This nucleoside is a very powerful stimulator of the immune system but until recently the mechanism responsible for this immunostimulatory activity was unknown [1]. It appears that similarly to imiquimod, another TLR7-specific ligand and small synthetic antiviral molecule, loxoribine activates the innate immune system through Toll-like receptor 7 and that this activation requires endosomal maturation [2].

Using our HEK-Blue™ reporter cell lines expressing human or mouse TLR7 or TLR8, we demonstrated that loxoribine is a human and mouse TLR7-specific agonist. It does not stimulate TLR8, even at high concentrations (see figure)

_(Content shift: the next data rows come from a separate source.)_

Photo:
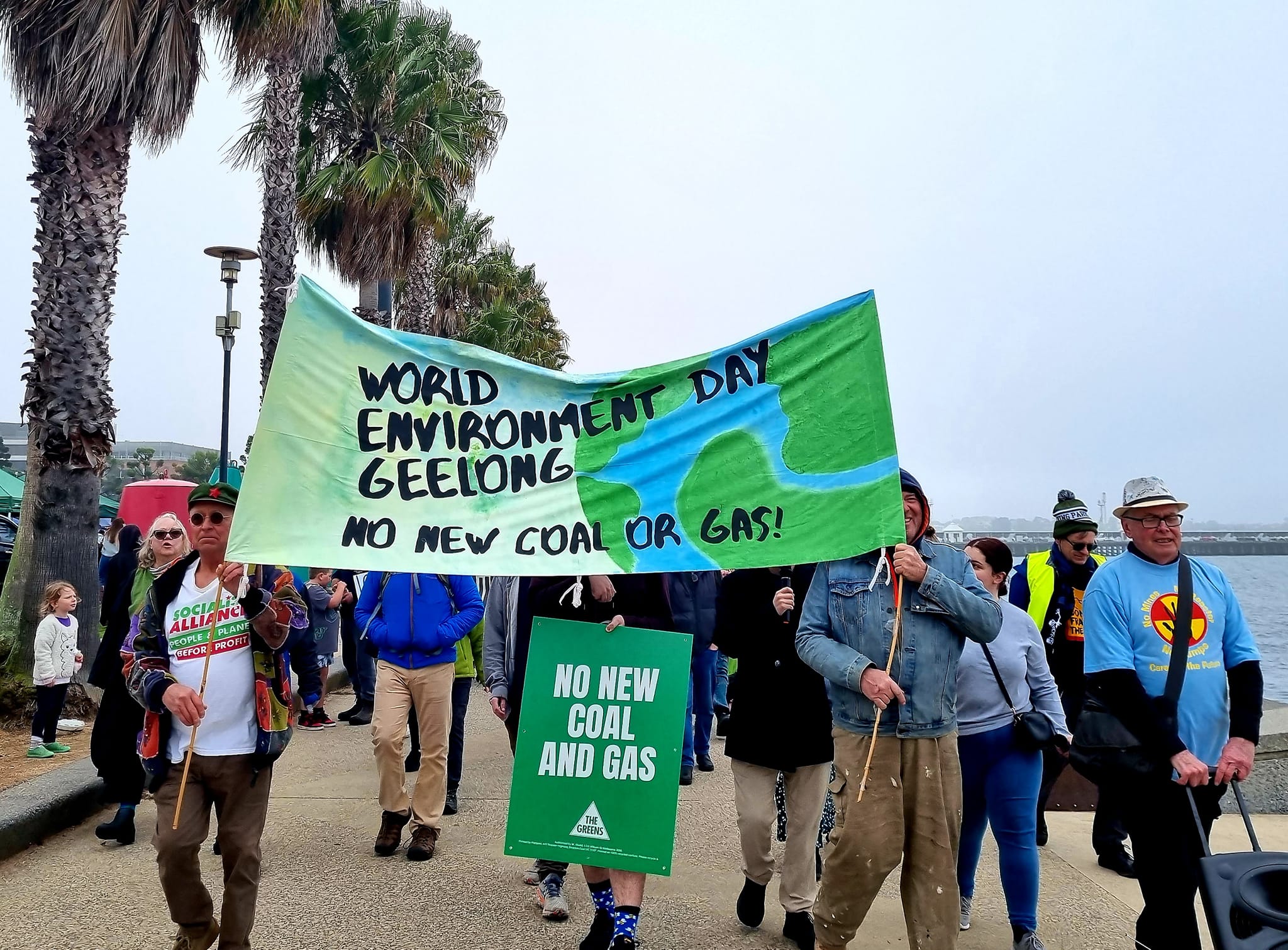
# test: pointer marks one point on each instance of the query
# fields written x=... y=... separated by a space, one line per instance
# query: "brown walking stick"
x=894 y=645
x=201 y=694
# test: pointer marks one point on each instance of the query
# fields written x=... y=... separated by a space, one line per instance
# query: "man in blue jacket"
x=693 y=609
x=414 y=621
x=913 y=807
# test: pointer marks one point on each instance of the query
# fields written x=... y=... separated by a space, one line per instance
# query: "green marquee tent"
x=11 y=497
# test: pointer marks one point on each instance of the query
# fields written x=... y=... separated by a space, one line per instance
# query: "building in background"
x=167 y=457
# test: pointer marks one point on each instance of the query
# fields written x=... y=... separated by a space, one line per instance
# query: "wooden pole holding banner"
x=201 y=694
x=894 y=646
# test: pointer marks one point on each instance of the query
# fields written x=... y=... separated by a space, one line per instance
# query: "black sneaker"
x=1119 y=863
x=752 y=904
x=119 y=829
x=799 y=929
x=601 y=932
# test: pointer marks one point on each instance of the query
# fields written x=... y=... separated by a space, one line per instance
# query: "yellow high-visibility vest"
x=1041 y=577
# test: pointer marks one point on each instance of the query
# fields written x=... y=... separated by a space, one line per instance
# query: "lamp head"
x=230 y=260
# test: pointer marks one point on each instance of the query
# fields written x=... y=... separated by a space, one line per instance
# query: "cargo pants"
x=911 y=812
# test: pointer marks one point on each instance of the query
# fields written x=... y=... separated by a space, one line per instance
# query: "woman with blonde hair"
x=116 y=727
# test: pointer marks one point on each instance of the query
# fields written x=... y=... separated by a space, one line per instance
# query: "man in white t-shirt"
x=201 y=605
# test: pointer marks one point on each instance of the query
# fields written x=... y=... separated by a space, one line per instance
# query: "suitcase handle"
x=1243 y=814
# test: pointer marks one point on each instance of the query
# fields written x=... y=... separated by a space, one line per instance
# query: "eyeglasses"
x=1152 y=522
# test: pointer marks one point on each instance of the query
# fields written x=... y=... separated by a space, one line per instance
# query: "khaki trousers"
x=430 y=689
x=226 y=783
x=754 y=797
x=913 y=811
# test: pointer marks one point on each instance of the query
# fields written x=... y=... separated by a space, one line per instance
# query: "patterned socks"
x=625 y=922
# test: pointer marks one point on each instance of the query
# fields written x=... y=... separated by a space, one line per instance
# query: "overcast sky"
x=1074 y=218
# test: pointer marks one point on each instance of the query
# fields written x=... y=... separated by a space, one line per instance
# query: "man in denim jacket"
x=911 y=810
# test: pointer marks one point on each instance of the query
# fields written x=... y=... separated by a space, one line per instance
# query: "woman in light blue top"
x=1000 y=780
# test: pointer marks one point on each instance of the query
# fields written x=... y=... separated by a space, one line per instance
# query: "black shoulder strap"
x=380 y=596
x=997 y=676
x=447 y=586
x=1182 y=625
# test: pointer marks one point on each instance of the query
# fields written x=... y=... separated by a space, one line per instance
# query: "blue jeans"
x=457 y=738
x=1000 y=788
x=702 y=687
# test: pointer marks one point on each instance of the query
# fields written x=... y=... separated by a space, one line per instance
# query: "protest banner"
x=388 y=451
x=597 y=764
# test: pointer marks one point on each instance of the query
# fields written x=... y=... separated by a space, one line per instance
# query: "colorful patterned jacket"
x=271 y=605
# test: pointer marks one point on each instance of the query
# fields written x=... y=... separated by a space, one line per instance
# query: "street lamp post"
x=226 y=326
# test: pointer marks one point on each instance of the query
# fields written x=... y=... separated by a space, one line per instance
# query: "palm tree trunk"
x=279 y=178
x=416 y=294
x=69 y=403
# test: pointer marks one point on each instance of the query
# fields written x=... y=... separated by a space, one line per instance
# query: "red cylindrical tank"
x=143 y=501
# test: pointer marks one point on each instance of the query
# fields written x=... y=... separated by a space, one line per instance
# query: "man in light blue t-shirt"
x=1129 y=617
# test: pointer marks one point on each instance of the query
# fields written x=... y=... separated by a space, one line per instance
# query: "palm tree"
x=277 y=41
x=393 y=130
x=452 y=275
x=93 y=76
x=519 y=323
x=478 y=294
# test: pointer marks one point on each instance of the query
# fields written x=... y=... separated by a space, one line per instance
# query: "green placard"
x=597 y=765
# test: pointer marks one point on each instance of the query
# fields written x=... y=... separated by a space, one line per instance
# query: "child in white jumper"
x=57 y=661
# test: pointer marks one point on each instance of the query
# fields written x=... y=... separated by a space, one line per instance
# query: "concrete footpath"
x=324 y=890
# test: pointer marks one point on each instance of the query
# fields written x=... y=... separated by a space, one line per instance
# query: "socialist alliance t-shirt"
x=228 y=727
x=1129 y=616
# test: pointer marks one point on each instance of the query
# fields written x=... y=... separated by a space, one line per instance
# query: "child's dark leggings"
x=49 y=707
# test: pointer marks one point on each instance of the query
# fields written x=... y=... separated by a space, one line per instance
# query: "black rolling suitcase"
x=1245 y=893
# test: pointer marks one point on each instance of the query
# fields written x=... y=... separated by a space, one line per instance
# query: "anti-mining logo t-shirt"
x=228 y=727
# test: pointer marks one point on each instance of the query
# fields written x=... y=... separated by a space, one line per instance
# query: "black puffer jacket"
x=781 y=716
x=693 y=604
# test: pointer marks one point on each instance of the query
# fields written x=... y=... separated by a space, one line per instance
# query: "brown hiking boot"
x=201 y=937
x=391 y=832
x=423 y=844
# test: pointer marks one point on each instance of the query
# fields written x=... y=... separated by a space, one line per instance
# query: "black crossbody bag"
x=1033 y=730
x=1103 y=747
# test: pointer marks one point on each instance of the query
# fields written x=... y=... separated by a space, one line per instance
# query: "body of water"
x=1262 y=585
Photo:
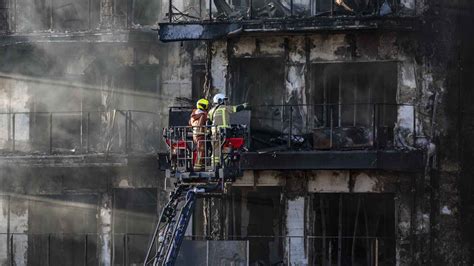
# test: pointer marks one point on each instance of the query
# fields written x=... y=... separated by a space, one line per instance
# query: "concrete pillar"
x=105 y=229
x=4 y=211
x=106 y=13
x=295 y=223
x=18 y=224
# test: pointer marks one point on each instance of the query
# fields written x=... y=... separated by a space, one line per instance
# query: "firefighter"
x=219 y=116
x=198 y=121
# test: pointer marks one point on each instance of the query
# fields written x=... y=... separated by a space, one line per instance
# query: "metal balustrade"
x=116 y=131
x=129 y=248
x=334 y=126
x=226 y=10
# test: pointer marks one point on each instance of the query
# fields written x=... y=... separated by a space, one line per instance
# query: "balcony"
x=327 y=137
x=214 y=19
x=67 y=139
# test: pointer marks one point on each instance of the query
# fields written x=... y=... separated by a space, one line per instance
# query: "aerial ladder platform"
x=216 y=176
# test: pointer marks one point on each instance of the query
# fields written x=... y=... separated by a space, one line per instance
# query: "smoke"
x=78 y=74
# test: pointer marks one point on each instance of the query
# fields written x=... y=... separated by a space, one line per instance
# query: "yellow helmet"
x=202 y=104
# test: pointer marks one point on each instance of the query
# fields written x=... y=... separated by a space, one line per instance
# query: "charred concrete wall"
x=429 y=219
x=431 y=210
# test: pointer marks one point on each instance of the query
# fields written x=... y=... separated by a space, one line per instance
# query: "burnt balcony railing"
x=116 y=131
x=333 y=126
x=127 y=249
x=227 y=10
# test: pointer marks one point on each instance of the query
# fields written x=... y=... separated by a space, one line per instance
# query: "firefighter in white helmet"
x=198 y=121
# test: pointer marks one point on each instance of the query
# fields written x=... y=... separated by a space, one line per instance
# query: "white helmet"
x=219 y=98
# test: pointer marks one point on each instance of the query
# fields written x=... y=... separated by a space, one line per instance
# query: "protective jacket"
x=198 y=121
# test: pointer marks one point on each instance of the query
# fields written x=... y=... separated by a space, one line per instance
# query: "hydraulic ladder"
x=171 y=226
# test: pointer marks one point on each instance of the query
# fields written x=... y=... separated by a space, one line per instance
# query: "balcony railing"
x=227 y=10
x=333 y=126
x=129 y=248
x=117 y=131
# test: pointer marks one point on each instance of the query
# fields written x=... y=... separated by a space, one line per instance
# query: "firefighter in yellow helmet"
x=219 y=116
x=198 y=122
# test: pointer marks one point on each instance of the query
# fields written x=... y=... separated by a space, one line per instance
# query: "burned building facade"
x=359 y=144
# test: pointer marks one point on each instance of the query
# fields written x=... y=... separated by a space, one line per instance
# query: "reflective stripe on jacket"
x=198 y=121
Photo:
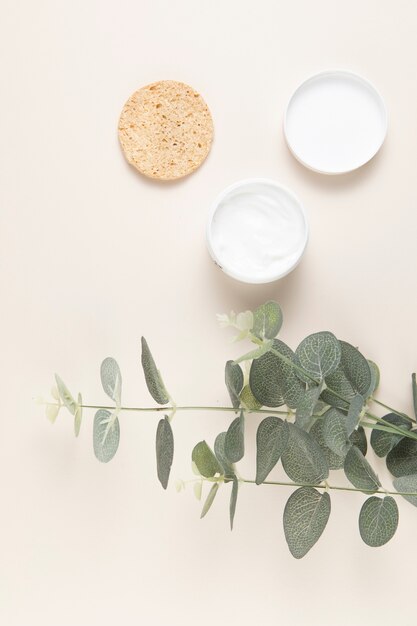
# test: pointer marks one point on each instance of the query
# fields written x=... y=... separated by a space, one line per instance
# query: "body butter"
x=257 y=231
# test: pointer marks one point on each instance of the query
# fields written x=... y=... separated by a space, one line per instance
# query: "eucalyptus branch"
x=325 y=389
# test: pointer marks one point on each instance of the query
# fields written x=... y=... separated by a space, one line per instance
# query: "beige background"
x=93 y=255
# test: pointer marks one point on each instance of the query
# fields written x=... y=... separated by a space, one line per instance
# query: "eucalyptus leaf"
x=271 y=441
x=402 y=459
x=205 y=460
x=210 y=499
x=383 y=442
x=164 y=446
x=306 y=406
x=335 y=433
x=234 y=382
x=375 y=378
x=353 y=376
x=105 y=436
x=378 y=520
x=111 y=379
x=414 y=385
x=248 y=400
x=219 y=451
x=65 y=395
x=233 y=501
x=153 y=377
x=273 y=380
x=354 y=412
x=358 y=439
x=78 y=415
x=234 y=445
x=267 y=320
x=319 y=355
x=407 y=485
x=305 y=517
x=334 y=461
x=303 y=460
x=359 y=472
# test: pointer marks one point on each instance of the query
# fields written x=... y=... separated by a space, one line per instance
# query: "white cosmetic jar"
x=257 y=231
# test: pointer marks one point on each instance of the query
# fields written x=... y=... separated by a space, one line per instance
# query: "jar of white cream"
x=257 y=231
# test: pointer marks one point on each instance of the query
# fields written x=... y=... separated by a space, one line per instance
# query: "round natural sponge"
x=166 y=130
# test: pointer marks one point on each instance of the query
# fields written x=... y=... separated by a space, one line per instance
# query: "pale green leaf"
x=359 y=472
x=335 y=434
x=164 y=450
x=233 y=500
x=210 y=499
x=234 y=445
x=271 y=441
x=267 y=320
x=407 y=485
x=105 y=436
x=303 y=460
x=65 y=395
x=402 y=460
x=198 y=488
x=219 y=451
x=273 y=380
x=383 y=442
x=111 y=379
x=78 y=415
x=153 y=377
x=248 y=400
x=205 y=460
x=51 y=411
x=378 y=520
x=354 y=412
x=305 y=517
x=234 y=382
x=319 y=355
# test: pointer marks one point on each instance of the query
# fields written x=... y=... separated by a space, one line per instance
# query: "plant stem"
x=184 y=408
x=334 y=487
x=393 y=410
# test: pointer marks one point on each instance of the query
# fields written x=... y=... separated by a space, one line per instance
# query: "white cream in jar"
x=257 y=231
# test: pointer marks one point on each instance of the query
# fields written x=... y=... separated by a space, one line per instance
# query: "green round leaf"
x=106 y=436
x=78 y=415
x=319 y=355
x=407 y=485
x=358 y=439
x=219 y=451
x=267 y=320
x=378 y=520
x=305 y=517
x=402 y=460
x=353 y=376
x=234 y=382
x=205 y=460
x=164 y=446
x=335 y=433
x=111 y=379
x=273 y=381
x=234 y=444
x=383 y=442
x=153 y=377
x=303 y=459
x=359 y=472
x=271 y=441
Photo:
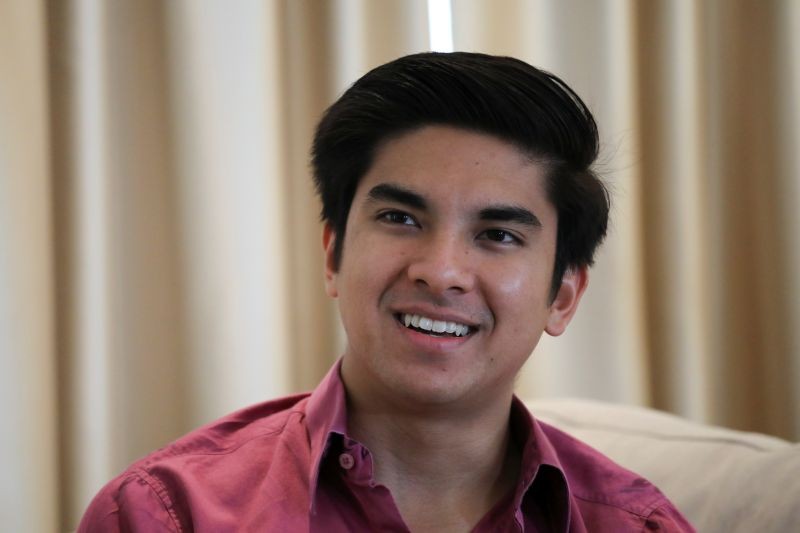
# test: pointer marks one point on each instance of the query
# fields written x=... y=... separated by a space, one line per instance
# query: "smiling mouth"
x=435 y=328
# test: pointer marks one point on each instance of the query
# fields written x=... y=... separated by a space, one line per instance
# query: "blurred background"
x=160 y=251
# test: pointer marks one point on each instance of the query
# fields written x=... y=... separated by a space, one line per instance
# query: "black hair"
x=496 y=95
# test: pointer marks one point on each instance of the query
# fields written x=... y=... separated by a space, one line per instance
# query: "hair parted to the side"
x=500 y=96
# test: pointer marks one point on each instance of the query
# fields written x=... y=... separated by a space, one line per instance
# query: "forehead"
x=453 y=167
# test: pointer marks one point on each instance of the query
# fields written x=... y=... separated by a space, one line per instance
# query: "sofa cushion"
x=722 y=480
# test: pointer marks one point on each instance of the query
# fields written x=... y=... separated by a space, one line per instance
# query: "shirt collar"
x=326 y=414
x=540 y=463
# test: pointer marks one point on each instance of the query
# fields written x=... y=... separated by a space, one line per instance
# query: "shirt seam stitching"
x=160 y=491
x=170 y=452
x=646 y=512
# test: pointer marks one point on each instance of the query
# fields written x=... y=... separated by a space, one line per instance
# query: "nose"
x=443 y=264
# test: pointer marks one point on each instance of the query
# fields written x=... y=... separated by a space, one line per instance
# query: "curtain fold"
x=28 y=412
x=160 y=250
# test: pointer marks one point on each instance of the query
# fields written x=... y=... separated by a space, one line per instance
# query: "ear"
x=328 y=244
x=566 y=302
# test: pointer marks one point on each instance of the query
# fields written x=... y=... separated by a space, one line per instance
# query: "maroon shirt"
x=288 y=465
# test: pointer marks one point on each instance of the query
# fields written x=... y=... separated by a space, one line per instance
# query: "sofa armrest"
x=722 y=480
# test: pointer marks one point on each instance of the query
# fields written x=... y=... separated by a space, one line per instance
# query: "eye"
x=500 y=236
x=398 y=217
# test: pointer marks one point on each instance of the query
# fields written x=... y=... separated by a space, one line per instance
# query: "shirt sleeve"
x=130 y=503
x=667 y=519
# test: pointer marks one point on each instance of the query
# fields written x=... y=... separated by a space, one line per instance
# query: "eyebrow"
x=394 y=193
x=509 y=213
x=388 y=192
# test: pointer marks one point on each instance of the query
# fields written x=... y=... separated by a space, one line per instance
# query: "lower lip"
x=431 y=343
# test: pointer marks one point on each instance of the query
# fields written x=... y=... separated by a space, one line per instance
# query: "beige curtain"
x=160 y=259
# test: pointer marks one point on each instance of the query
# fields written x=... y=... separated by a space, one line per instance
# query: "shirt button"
x=346 y=461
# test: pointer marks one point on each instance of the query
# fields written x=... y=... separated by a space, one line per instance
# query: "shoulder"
x=163 y=490
x=606 y=492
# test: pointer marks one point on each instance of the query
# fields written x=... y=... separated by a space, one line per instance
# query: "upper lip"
x=444 y=315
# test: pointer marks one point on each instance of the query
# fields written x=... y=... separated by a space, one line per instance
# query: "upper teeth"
x=437 y=326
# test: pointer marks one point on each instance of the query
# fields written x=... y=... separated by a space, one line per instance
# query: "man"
x=461 y=216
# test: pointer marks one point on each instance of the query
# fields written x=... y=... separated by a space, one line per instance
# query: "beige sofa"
x=722 y=480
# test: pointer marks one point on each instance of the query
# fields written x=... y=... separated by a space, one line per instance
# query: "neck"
x=444 y=466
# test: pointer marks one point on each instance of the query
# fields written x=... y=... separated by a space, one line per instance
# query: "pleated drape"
x=160 y=256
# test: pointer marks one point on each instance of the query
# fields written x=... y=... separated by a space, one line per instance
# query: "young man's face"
x=452 y=230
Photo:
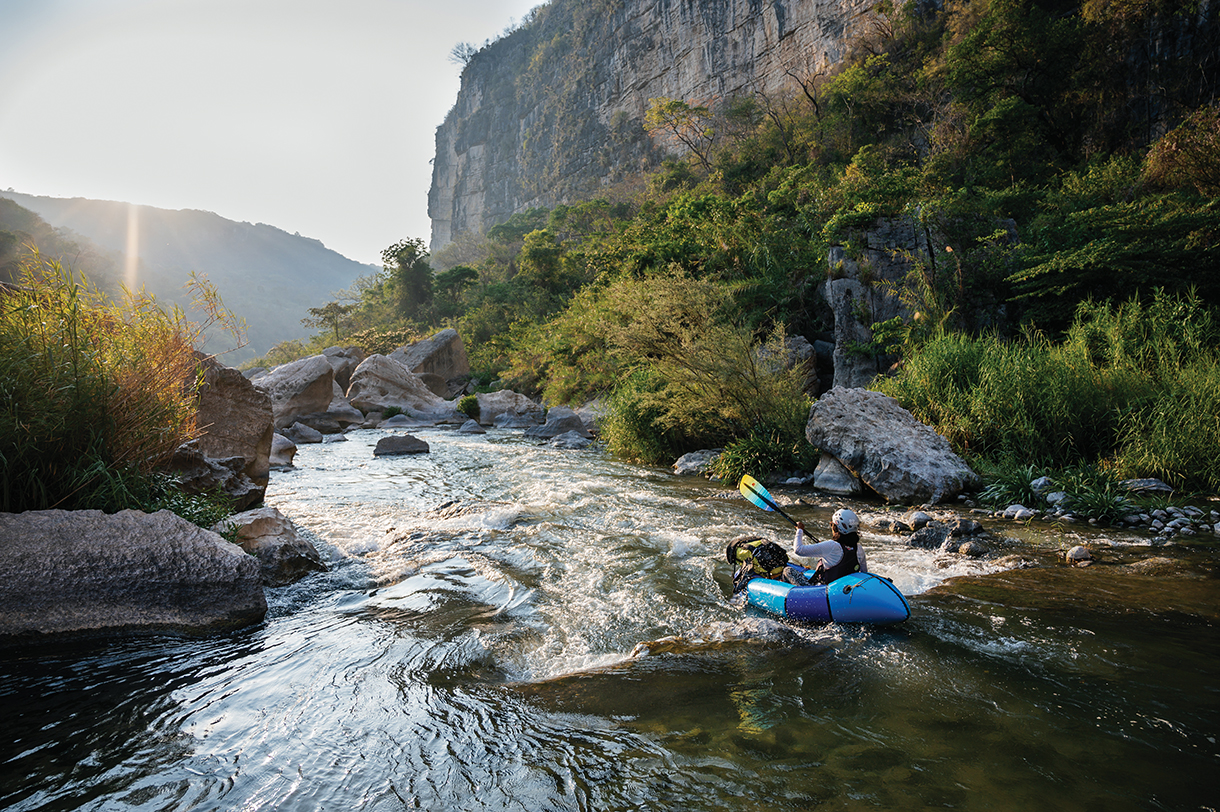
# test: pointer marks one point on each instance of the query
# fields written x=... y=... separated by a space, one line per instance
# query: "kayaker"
x=837 y=557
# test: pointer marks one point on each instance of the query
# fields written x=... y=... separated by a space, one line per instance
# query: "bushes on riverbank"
x=94 y=395
x=1133 y=388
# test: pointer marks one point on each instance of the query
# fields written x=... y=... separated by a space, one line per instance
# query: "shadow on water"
x=564 y=639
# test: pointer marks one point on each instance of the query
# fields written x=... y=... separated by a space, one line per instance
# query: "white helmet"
x=846 y=521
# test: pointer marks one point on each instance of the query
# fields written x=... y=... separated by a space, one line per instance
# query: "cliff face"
x=555 y=110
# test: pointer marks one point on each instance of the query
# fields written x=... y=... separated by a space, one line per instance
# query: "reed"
x=94 y=394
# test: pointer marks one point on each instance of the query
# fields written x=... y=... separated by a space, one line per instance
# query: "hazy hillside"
x=264 y=274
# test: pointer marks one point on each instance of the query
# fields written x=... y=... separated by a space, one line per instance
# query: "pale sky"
x=314 y=116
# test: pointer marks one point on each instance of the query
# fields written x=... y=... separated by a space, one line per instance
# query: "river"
x=560 y=635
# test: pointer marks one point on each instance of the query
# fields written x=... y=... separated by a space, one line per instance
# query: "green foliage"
x=1131 y=387
x=94 y=396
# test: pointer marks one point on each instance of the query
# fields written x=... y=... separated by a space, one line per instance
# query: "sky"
x=314 y=116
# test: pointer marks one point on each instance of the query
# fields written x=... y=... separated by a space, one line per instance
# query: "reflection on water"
x=563 y=639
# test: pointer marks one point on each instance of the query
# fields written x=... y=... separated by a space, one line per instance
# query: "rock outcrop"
x=877 y=440
x=234 y=420
x=534 y=123
x=300 y=388
x=381 y=382
x=284 y=556
x=87 y=572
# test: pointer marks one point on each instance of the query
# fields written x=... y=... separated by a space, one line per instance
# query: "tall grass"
x=1133 y=387
x=95 y=395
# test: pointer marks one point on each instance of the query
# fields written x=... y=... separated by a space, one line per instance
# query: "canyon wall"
x=554 y=111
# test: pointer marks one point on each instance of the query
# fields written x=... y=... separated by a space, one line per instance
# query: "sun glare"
x=131 y=265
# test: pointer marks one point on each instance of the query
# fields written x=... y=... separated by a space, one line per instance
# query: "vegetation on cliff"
x=1069 y=120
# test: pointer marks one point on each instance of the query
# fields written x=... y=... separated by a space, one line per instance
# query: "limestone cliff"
x=554 y=111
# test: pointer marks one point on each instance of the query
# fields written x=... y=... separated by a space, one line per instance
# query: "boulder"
x=570 y=440
x=303 y=434
x=343 y=361
x=697 y=463
x=517 y=410
x=400 y=444
x=900 y=459
x=282 y=451
x=86 y=572
x=299 y=388
x=442 y=354
x=833 y=478
x=381 y=382
x=198 y=473
x=234 y=420
x=270 y=537
x=560 y=420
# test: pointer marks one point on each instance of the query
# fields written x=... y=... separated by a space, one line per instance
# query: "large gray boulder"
x=900 y=459
x=516 y=410
x=234 y=420
x=560 y=420
x=381 y=382
x=270 y=537
x=300 y=388
x=86 y=572
x=442 y=354
x=198 y=473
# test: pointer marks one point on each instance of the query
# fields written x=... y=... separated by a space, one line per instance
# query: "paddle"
x=753 y=490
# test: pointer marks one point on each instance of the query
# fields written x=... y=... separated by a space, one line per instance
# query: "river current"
x=508 y=626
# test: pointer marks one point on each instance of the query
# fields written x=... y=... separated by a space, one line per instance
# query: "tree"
x=406 y=263
x=331 y=315
x=691 y=126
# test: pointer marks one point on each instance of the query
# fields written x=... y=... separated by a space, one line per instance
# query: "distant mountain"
x=264 y=274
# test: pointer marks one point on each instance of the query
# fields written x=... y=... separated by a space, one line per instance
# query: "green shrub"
x=94 y=396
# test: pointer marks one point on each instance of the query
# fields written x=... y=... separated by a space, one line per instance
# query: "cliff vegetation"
x=1091 y=129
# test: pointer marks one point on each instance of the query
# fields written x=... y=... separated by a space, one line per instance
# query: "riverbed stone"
x=697 y=463
x=833 y=477
x=560 y=420
x=301 y=387
x=900 y=459
x=284 y=555
x=82 y=573
x=508 y=409
x=381 y=383
x=282 y=451
x=400 y=444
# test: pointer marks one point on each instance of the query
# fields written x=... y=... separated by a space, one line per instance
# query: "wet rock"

Key features of Loxoribine

  • Specific agonist of human and mouse TLR7
  • Does not activate TLR8
  • Each lot of loxoribine is highly pure (≥95%) and functionally tested

 

 

References:

1. Schön M.P. & Schön M., 2008. TLR7 and TLR8 as targets in cancer therapy. Oncogene. 27:190-199. 1. Gorden KB. et al., 2005. Synthetic TLR agonists reveal functional differences between human TLR7 and TLR8. J Immunol. 174(3):1259-68.
2. Heil F. et al., 2003. The Toll-like receptor 7 (TLR7)-specific stimulus loxoribine uncovers a strong relationship within the TLR7, 8 and 9 subfamily. Eur J Immunol. 33(11):2987-97.

Figures

NF-κB response of HEK-Blue™-derived cells to loxoribine
NF-κB response of HEK-Blue™-derived cells to loxoribine

NF-κB response of HEK-Blue™-derived cells to loxoribine. HEK-Blue™ cells expressing hTLR7, mTLR7, or hTLR8 were cultured in HEK-Blue™ Detection reagent and stimulated with increasing concentrations of loxoribine. After 24h incubation, the NF-κB-induced SEAP activity was assessed by measuring the SEAP level in the supernatant. Data are shown as optical density (OD) at 650 nm (mean ± SEM). Of note, HEK-Blue™ Null* comprises data from the parental cell lines HEK-Blue Null1, HEK-Blue Null1-v, and HEK-Blue Null2-k.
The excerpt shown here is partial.